Her family searched for her for months before her body was found stuffed into a septic tank at the same hotel where she had last been seen alive.

Agnes was raised by her mother, Lydiah Wanjiku Kimotho, who did what her family affectionately referred to as “side hustle jobs” such as farming while bringing up her five children.

The eldest child, Rose Wanyua Wanjiku, was followed by a brother, James Mwangi, then Cecilia Muthoni, and Francinsca Njoki. Agnes was the youngest.

Agnes lived in Nanyuki for all of her 21 years, and if she ever travelled it was only to visit her sister Cecilia, who lived several hours away.

She started her primary education at a school in Nanyuki, DEB primary, and later joined Gakawa secondary school. She enjoyed lessons and her favourite subject was literature. She also loved music; she would often be caught singing or dancing.

She enjoyed busying herself in the kitchen and spending her spare time with her extended family. As a sister, daughter and aunt, Agnes was dependable and kind, her family said, and she was also funny.

“She was always joking, smiling,” said her niece Esther Njoki. “We were always laughing because of her jokes.”

Growing up, Agnes would look after her younger nieces, spending time braiding their hair. Later, she turned her hobby into her career; she began training to be hairdresser in 2010. She finished her course in August 2011. Just a few months later, before she had had a chance to properly start out in her new career, she was dead.

While she completed her studies, Agnes was also heavily pregnant. Her daughter Stacey was born on 20 October that year. “Agnes’s feelings about becoming a mum was [that it was] the best feeling ever,” Esther Njoki said.
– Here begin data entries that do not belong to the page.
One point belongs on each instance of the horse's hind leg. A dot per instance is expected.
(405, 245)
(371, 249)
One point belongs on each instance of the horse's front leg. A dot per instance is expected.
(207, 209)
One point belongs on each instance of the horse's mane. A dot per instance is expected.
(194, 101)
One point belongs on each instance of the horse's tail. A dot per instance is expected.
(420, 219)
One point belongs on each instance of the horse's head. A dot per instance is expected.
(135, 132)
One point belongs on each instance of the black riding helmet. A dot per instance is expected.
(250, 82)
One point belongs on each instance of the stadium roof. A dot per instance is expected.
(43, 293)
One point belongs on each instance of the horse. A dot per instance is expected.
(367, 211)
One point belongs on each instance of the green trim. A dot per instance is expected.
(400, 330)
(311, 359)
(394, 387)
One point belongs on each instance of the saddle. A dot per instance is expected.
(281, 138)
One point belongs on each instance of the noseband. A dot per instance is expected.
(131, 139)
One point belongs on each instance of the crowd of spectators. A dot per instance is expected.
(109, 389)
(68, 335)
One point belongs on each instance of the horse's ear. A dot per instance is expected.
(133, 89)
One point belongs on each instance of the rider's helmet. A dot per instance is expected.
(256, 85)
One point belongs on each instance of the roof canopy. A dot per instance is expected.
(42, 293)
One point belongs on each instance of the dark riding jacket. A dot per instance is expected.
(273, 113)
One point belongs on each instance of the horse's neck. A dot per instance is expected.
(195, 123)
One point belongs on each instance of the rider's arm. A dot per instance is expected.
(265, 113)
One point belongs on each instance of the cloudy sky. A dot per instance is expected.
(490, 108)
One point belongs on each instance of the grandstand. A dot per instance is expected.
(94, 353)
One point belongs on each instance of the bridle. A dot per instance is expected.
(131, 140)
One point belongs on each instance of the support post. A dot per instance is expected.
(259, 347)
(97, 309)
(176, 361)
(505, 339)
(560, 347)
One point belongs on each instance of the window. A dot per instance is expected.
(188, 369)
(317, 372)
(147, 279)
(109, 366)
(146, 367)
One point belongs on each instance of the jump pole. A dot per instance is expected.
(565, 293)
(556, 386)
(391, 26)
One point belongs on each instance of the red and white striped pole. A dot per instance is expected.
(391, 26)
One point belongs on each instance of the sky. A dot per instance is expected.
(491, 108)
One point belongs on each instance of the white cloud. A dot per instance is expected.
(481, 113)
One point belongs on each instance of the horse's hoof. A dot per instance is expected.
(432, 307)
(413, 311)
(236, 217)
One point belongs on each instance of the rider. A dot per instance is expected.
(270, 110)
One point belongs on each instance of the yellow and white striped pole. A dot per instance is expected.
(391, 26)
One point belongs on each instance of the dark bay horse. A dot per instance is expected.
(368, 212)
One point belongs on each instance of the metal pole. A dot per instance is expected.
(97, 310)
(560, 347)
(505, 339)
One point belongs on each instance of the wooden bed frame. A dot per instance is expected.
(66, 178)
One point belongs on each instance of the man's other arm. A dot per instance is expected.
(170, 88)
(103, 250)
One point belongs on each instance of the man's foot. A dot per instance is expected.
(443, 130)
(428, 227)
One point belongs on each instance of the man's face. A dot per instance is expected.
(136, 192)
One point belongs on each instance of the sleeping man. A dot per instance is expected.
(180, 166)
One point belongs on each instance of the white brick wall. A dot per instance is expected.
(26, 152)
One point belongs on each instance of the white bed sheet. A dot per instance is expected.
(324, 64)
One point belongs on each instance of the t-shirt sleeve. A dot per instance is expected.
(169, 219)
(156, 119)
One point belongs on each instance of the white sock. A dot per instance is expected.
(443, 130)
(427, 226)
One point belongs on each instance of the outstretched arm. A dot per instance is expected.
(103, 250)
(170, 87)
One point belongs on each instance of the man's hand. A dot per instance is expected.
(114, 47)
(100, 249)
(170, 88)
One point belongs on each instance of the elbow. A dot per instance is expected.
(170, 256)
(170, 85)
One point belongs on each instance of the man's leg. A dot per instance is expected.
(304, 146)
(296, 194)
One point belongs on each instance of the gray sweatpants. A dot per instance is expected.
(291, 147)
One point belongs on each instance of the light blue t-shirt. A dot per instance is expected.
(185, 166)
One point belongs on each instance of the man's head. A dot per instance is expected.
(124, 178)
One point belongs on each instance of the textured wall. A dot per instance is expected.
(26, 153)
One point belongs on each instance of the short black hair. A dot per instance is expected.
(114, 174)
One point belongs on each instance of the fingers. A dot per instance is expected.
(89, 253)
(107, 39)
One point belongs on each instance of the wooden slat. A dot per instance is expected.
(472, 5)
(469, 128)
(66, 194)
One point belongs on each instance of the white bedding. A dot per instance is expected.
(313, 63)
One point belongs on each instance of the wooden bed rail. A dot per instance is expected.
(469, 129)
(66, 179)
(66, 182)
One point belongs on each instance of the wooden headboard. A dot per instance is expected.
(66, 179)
She loved her baby daughter but struggled to provide for her, and like many young women in Nanyuki, Agnes would make extra money from selling sex. Batuk, the British army training base nearby, provided a steady flow of custom.

Soldiers would come into Nanyuki to drink and socialise and many would pay for sex with local women, often several in one night, paying them as little as the equivalent of £1 a time.
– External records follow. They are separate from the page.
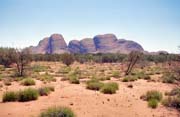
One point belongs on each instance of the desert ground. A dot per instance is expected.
(125, 102)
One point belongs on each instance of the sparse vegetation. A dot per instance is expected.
(115, 74)
(28, 82)
(173, 99)
(44, 91)
(94, 84)
(153, 103)
(47, 78)
(38, 68)
(67, 59)
(58, 112)
(153, 97)
(129, 78)
(109, 88)
(28, 95)
(10, 96)
(168, 78)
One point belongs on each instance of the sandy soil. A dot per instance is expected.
(87, 103)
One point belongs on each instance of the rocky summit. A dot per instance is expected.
(107, 43)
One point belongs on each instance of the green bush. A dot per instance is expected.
(129, 79)
(73, 78)
(94, 84)
(38, 68)
(47, 78)
(153, 103)
(153, 95)
(175, 91)
(44, 91)
(58, 112)
(168, 78)
(65, 70)
(28, 82)
(7, 83)
(115, 74)
(28, 95)
(109, 88)
(173, 102)
(9, 96)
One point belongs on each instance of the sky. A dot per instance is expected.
(155, 24)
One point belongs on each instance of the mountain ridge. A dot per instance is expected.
(105, 43)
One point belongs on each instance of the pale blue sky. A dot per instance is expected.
(155, 24)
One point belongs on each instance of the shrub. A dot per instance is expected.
(67, 59)
(115, 74)
(168, 78)
(7, 83)
(28, 82)
(129, 78)
(38, 68)
(65, 70)
(172, 102)
(94, 84)
(74, 80)
(28, 95)
(153, 95)
(47, 78)
(44, 91)
(153, 103)
(9, 96)
(109, 88)
(58, 112)
(175, 91)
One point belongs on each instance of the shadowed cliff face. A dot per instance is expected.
(107, 43)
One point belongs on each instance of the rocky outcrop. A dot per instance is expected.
(107, 43)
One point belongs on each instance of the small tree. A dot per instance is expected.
(23, 57)
(133, 57)
(67, 59)
(7, 56)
Agnes would go to bars in the town to meet her friends, and dance. The night she disappeared, 31 March 2012, started like many others. She went to the Lion’s Court hotel, a favourite haunt of British soldiers, to meet her friends Florence Nyaguthii and Susan Nyambura.

They remembered her joining them at about 11pm and the three women dancing together. Agnes was drinking a beer that she told her friends had been bought for her by a British soldier.

Instead of returning home to her sister, her daughter and her niece as she had every other night, Agnes disappeared. The next morning, her friends and family had not heard from her. They went to the hotel where she had last been seen, and spent weeks searching for Agnes, until her body was discovered two months later.

Agnes’s death has had a lasting effect on her family. Stacey was five months old when she lost her mother and will not remember her but has been deeply affected after learning how she died.

“We have been having moments where she sees something about her mum and she breaks down,” Njoki said, “and that’s because of trauma.”

Njoki and her mother, Rose, have carried the heavy burden of Agnes’s death for 13 years. “You just keep on thinking about Agnes, about the case, and you just feel bad,” she said.

“It’s really traumatising, for sure, and saddening, and our hearts [are broken].”